Which he was, generally speaking. He was something-something hedge funds. He didn’t ask for very much from Regan, which was ideal, because she didn’t typically give very much. If they tired of each other, they simply didn’t speak. They were good at occupying each other’s spaces. She often thought of him as an accessory that matched with everything; some sort of magical mood ring that adapted to whatever persona she had currently filled. When she wanted silence, he was silent. When she wanted to talk, he was generally apt to listen. When she wanted sex, which she often did, he was easily persuaded. Eventually she would marry him, and then everything she was would vanish into his name. She’d attend parties as Mrs. Marcus Waite, and no one would ever have to know a thing about her. She could shrug him on like some kind of cloak of invisibility and vanish entirely from sight.

Not that he wanted her to. If there was one thing Regan would willingly say about herself, it was that she was an ornament, a novelty, a party trick. She was the center of attention when she wished to be, quick-witted and charming and impeccably dressed, but those types of girls grew dull when there were no eccentricities or blemishes. The world loved to take a beautiful woman and exclaim at the charm of her single imperfection; Marilyn Monroe’s mole, or Audrey Hepburn’s malnutrition. It was the same reason Marc took no issue with Regan’s past. He didn’t mind that she had once required reinvention; she doubted he’d take an interest in her if he couldn’t elevate himself with her flaws.

“You’ve been getting along lately, then?”

“Yes,” Regan said. “We’re fine.”

They always got along, because getting along required the least of their energy. Marc would consider a fight to be a poor use of his time. He liked to smile at Regan when she argued, preferring to let her tire herself out.

“And your family?” the psychiatrist asked.

Regan’s phone had contained two voicemails: one from her psychiatrist asking if she could come to her session an hour earlier (she hadn’t received it and had come at her usually scheduled time, it was fine, nobody died), and one from her sister, earlier that evening.

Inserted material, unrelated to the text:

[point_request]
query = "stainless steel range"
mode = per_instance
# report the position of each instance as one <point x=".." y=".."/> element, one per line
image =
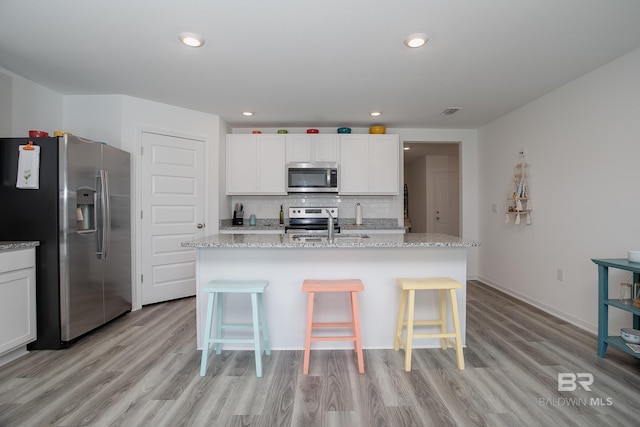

“I know you won’t get this for like, a month,” Madeline said, “but Mom and Dad want you home for their anniversary party. Just let me know if you’re bringing someone, okay? Seriously, that’s all I need. Just text me back a number. One or two, but zero is not acceptable. And don’t just send me a cryptic series of gifs again, it’s not as funny as you think. Are you going to wear that wrap dress you just bought? Because I was going t- ah, hang on, Carissa wants to speak to you.” A pause. “Honey, you can’t tell me you want to speak to Auntie Charlotte and then refuse.” Another pause. “Sweetheart, please, Mommy is very tired right now and you’re going to lose your good behavior stickers. Do you want to talk to Auntie Charlotte or not?” A long pause, and then a shrill giggle. A sigh, “Okay, fine, whatever. Carissa misses you. Though, I can’t believe I have to say this, but please do not buy her more chewing gum, that peanut butter trick only does so much. God, she’s just like you as a kid, I swear. Alright, bye Char.”

Regan thought about Carissa Easton, who was probably wearing a lace headband, perhaps with bows, and a velvet dress whose washing instructions demanded dry cleaning; not simply ‘dry clean,’ which was simply the best method, but ‘dry cleanonly,’ which was the exclusive method, and which was a distinction that Madeline Easton, nèe Regan, would know.

the narrator: In reality, Carissa was not much like Regan. Her mother adored her, for one thing, and she was an only child, or at least a future oldest child. Carissa would be more like Madeline one day, which was precisely why Regan made a point to send her chewing gum.